Since his retirement on June 30, 2008, as President of Valparaiso University, he has been engaged in a variety of activities. He has served as the Interim Pastor of Our Redeemer Lutheran Church, Staplehurst, Neb. from Jan. 5, 2010, to Aug. 21, 2011. From May 5, 2012, to Aug. 28, 2013, he served as the Vacancy Pastor of St. John Lutheran Church, Waco, Neb.. He has served as a volunteer adviser, primarily in the area of fundraising, to a number of institutions and agencies affiliated with the Lutheran Church Missouri Synod. These include: The Nebraska District of the LCMS, Concordia University-Nebraska, Concordia University-St. Paul, Minn., Concordia Seminary-St. Louis, Mo., Board for World Missions of the LCMS, St. Paul’s Lutheran High School and Ministries-Concordia, Mo., Concordia Lutheran Junior and Senior High School-Omaha, Neb.. and Bethesda Lutheran Communities, Watertown, Wis. He is a member of the Board of Directors of the Rupert Dunklau Foundation-Fremont, Neb.

Valparaiso University was founded in 1859 and purchased in 1925 by The Lutheran University Association. It is a nationally recognized institution of higher education, serving approximately 4,000 students annually through its Colleges of Arts and Sciences, Business, Engineering, and Nursing and Health Professions; Christ College – the Honors College; Law School; and Graduate School.

Robert V. Schnabel was elected president of Valparaiso University in 1978, while serving as vice president for academic affairs and dean of the faculty at Wartburg College in Waverly, Iowa.

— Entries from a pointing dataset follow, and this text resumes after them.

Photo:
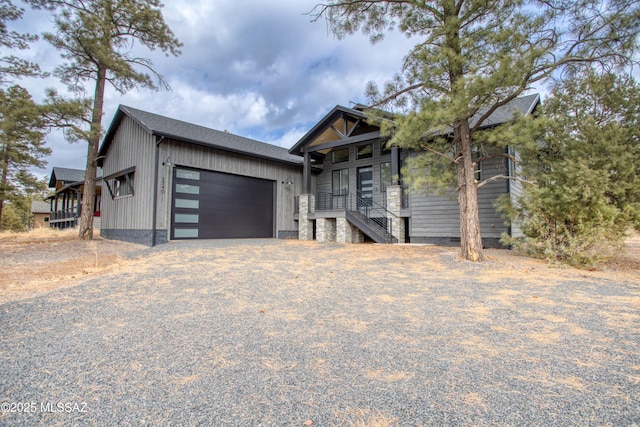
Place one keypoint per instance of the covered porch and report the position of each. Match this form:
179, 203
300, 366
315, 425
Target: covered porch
347, 153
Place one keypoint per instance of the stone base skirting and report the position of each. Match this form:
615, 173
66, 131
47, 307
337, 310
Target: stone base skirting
347, 233
326, 229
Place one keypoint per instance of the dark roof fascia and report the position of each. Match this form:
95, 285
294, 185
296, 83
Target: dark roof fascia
122, 110
322, 124
219, 147
64, 175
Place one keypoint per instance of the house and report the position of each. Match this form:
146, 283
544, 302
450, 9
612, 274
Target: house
40, 212
66, 202
166, 179
359, 190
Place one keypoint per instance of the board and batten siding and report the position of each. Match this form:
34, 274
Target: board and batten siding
436, 218
324, 180
207, 158
132, 146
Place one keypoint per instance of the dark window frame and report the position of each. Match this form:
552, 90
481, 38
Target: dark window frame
343, 181
340, 160
384, 184
121, 184
366, 155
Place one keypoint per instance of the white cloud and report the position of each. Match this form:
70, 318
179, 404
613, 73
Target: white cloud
258, 69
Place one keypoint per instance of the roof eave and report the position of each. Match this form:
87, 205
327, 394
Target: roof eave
296, 149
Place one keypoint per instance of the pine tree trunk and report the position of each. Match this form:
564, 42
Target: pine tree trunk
89, 192
3, 184
470, 238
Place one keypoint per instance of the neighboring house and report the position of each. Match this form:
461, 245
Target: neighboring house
359, 190
40, 212
166, 179
65, 204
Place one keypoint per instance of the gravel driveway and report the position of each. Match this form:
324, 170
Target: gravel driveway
287, 333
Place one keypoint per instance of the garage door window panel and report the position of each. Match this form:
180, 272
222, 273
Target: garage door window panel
187, 203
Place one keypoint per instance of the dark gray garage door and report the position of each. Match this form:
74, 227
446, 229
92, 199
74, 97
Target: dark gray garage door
214, 205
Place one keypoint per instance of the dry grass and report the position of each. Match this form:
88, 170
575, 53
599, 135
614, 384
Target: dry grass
38, 235
44, 259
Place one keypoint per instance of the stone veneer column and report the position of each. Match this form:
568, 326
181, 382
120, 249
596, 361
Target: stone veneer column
394, 204
307, 205
326, 230
347, 233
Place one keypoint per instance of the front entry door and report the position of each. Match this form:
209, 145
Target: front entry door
365, 186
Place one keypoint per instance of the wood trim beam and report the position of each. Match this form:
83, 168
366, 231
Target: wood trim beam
341, 142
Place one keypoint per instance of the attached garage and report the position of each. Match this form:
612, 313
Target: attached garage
216, 205
187, 181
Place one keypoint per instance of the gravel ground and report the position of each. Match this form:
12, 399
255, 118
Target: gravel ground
270, 332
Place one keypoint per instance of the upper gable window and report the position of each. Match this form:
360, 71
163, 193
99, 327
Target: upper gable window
123, 185
339, 156
364, 151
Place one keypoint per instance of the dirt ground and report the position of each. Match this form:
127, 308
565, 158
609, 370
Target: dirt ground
36, 262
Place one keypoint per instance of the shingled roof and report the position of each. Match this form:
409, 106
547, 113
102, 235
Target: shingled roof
65, 175
195, 134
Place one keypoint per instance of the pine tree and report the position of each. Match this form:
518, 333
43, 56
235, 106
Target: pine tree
22, 144
587, 166
473, 57
96, 38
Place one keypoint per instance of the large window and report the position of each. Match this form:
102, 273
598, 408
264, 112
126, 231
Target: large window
385, 176
339, 156
121, 184
340, 181
364, 151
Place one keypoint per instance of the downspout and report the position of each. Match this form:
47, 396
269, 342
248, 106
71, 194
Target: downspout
154, 217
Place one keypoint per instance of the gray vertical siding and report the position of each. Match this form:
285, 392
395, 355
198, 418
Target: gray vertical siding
131, 146
200, 157
516, 192
324, 179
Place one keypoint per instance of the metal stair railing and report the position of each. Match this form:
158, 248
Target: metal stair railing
373, 215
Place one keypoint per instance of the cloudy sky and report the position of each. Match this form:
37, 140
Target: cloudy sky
260, 69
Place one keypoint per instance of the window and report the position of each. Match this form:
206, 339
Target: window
364, 151
384, 150
187, 174
340, 181
121, 185
339, 156
478, 164
385, 176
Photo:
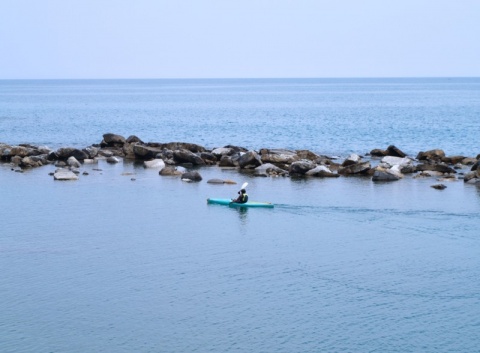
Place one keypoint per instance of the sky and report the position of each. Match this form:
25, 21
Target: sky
82, 39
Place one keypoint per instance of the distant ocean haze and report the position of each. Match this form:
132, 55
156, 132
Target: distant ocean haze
126, 260
327, 116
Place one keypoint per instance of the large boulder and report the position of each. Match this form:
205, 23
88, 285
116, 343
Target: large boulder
306, 154
278, 156
395, 152
453, 159
192, 147
357, 168
113, 140
73, 162
352, 159
222, 151
301, 167
442, 168
154, 164
29, 162
66, 152
64, 174
133, 139
186, 156
18, 151
145, 152
249, 160
405, 164
377, 152
432, 155
191, 176
321, 171
382, 174
228, 161
91, 151
170, 171
269, 169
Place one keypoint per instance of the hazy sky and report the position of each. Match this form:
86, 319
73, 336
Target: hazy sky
244, 38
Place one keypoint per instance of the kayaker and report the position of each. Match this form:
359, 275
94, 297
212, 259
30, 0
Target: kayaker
242, 197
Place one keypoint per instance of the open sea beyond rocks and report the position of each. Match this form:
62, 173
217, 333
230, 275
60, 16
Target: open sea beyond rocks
125, 260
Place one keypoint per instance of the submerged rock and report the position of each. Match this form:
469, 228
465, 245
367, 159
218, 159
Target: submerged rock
154, 164
191, 176
64, 174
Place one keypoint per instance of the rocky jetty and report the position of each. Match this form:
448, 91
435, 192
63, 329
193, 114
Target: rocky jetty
176, 158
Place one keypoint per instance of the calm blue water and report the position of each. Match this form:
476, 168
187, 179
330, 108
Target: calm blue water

Prior to his affiliation with Wartburg, he was president of Concordia College in Bronxville, N.Y., from 1971 to 1976. His teaching career included 14 years at Concordia Senior College, Fort Wayne, Ind., where he was chairman of the department of philosophy and later academic dean. He earned his bachelor of arts degree from Bowdoin College and his master of science and doctor of philosophy from Fordham University. He also studied at Concordia College, Bronxville; Concordia Seminary, St. Louis; Indiana University, and the University of Michigan.

As president, Schnabel worked to recruit academically stronger students and to provide more support to faculty, while also setting higher standards for faculty research. These things were necessary, Schnabel argued, in order for Valpo to realize its goal of becoming a “national Lutheran University of high academic standing.” By the end of Schnabel’s term, Valpo was ranked No. 1 among Midwestern and Western comprehensive institutions by U.S. News and World Report.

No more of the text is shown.